Under the most diverse conditions and disparate circumstances, we watch the development of the same phenomena—homelessness on an unprecedented scale, rootlessness to an unprecedented depth.
"The Origins of Totalitarianism"
The antisemites who called themselves patriots introduced that new species of national feeling which consists primarily in a complete whitewash of one's own people and a sweeping condemnation of all others.
"The Origins of Totalitarianism"
Never has our future been more unpredictable, never have we depended so much on political forces that cannot be trusted to follow the rules of common sense and self-interest—forces that look like sheer insanity, if judged by the standards of other centuries.
"The Origins of Totalitarianism"
The similarities between this kind of terror and plain gangsterism are too obvious to be pointed out. This does not mean that Nazism was gangsterism, as has sometimes been concluded, but only that the Nazis, without admitting it, learned as much from American gangster organizations as their propaganda, admittedly, learned from American business publicity.

More specific in totalitarian propaganda, however, than direct threats and crimes against individuals is the use of indirect, veiled, and menacing hints against all who will not heed its teachings and, later, mass murder perpetrated on "guilty" and "innocent" alike. People are threatened by Communist propaganda with missing the train of history, with remaining hopelessly behind their time, with spending their lives uselessly, just as they were threatened by the Nazis with living against the eternal laws of nature and life, with an irreparable and mysterious deterioration of their blood. The strong emphasis of totalitarian propaganda on the "scientific" nature of its assertions has been compared to certain advertising techniques which also address themselves to masses. And it is true that the advertising columns of every newspaper show this "scientificality," by which a manufacturer proves with facts and figures and the help of a "research" department that his is the "best soap in the world." [1] It is also true that there is a certain element of violence in the imaginative exaggerations of publicity men, that behind the assertion that girls who do not use this particular brand of soap may go through life with pimples and without a husband, lies the wild dream of monopoly, the dream that one day the manufacturer of the "only soap that prevents pimples" may have the power to deprive of husbands all girls who don't use his soap. Science in the instances of both business publicity and totalitarian propaganda is obviously only a surrogate for power. The obsession of totalitarian movements with "scientific" proofs ceases once they are in power. The Nazis dismissed even those scholars who were willing to serve them, and the Bolsheviks use the reputation of their scientists for entirely unscientific purposes and force them into the role of charlatans.

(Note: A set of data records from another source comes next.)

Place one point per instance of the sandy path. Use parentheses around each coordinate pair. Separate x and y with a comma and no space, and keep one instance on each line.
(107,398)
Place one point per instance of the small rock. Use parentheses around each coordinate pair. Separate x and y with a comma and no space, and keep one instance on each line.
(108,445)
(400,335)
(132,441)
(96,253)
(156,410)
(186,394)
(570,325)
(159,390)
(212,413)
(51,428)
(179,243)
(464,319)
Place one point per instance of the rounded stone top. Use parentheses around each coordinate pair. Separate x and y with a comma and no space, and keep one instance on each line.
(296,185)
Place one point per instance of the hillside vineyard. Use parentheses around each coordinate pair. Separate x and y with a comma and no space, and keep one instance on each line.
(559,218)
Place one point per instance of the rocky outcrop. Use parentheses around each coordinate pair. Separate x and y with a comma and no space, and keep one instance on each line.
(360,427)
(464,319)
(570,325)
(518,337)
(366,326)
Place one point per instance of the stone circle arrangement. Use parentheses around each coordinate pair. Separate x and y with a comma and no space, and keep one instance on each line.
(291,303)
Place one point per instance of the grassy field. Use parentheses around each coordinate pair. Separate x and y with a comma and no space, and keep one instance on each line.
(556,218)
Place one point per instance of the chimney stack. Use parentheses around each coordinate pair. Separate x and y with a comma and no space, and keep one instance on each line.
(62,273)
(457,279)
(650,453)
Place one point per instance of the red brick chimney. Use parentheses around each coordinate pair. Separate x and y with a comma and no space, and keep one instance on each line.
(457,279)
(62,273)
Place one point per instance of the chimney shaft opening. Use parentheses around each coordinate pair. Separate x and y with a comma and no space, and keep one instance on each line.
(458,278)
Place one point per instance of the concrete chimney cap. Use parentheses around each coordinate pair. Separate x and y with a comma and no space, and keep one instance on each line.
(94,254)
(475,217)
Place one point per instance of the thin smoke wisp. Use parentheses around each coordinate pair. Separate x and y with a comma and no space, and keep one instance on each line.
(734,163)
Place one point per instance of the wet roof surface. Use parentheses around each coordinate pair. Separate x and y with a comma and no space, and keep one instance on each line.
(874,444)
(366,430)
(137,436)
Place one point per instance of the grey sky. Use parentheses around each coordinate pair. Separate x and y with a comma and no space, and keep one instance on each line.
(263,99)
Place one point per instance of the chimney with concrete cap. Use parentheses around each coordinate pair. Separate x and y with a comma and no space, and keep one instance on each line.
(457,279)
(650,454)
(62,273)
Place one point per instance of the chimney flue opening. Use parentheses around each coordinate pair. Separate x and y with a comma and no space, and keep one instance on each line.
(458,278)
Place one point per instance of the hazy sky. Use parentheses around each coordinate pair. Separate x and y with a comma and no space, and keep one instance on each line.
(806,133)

But there is nothing more to the frequently overrated similarities between mass advertisement and mass propaganda. Businessmen usually do not pose as prophets and they do not constantly demonstrate the correctness of their predictions. The scientificality of totalitarian propaganda is characterized by its almost exclusive insistence on scientific prophecy as distinguished from the more old-fashioned appeal to the past. Nowhere does the ideological origin, of socialism in one instance and racism in the other, show more clearly than when their spokesmen pretend that they have discovered the hidden forces that will bring them good fortune in the chain of fatality.

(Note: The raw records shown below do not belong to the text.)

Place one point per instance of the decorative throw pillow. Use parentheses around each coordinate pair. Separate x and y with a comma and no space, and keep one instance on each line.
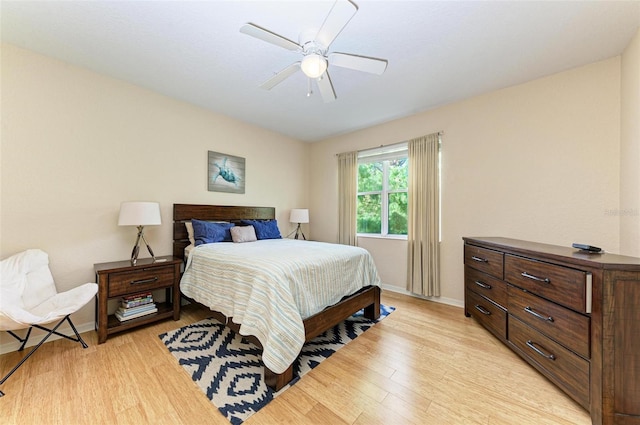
(209,232)
(241,234)
(267,229)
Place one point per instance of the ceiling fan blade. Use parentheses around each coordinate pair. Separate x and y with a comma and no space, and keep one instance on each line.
(268,36)
(339,16)
(281,76)
(359,63)
(326,88)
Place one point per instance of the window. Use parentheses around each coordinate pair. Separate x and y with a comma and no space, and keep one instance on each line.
(382,191)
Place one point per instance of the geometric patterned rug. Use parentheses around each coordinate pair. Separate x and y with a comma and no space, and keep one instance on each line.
(229,369)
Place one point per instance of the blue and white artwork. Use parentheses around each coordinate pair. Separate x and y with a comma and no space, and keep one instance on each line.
(226,173)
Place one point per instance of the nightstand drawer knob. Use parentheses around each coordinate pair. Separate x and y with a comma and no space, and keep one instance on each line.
(141,281)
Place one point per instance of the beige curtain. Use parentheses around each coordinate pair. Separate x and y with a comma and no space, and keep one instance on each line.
(423,274)
(347,192)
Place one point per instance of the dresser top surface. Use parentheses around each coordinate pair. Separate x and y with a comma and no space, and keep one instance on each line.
(556,252)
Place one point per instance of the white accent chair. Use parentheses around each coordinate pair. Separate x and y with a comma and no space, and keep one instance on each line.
(29,299)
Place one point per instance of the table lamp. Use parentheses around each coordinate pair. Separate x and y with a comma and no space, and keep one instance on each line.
(139,214)
(299,215)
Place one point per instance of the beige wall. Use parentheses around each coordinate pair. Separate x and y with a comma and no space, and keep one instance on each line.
(75,144)
(539,161)
(630,150)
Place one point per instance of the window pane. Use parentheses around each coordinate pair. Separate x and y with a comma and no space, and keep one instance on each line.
(398,213)
(398,174)
(369,210)
(370,177)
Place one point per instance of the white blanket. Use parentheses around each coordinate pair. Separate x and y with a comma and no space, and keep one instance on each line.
(270,286)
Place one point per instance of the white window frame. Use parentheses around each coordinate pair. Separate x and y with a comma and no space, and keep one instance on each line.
(383,154)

There is of course a great appeal to the masses in "absolutist systems which represent all the events of history as depending upon the great first causes linked by the chain of fatality, and which, as it were, suppress men from the history of the human race" (in the words of Tocqueville). But it cannot be doubted either that the Nazi leadership actually believed in, and did not merely use as propaganda, such doctrines as the following: "The more accurately we recognize and observe the laws of nature and life, . . . so much the more do we conform to the will of the Almighty. The more insight we have into the will of the Almighty, the greater will be our successes." [2] It is quite apparent that very few changes are needed to express Stalin's creed in two sentences which might run as follows: "The more accurately we recognize and observe the laws of history and class struggle, so much the more do we conform to dialectic materialism. The more insight we have into dialectic materialism, the greater will be our success." Stalin's notion of "correct leadership," [3] at any rate, could hardly be better illustrated.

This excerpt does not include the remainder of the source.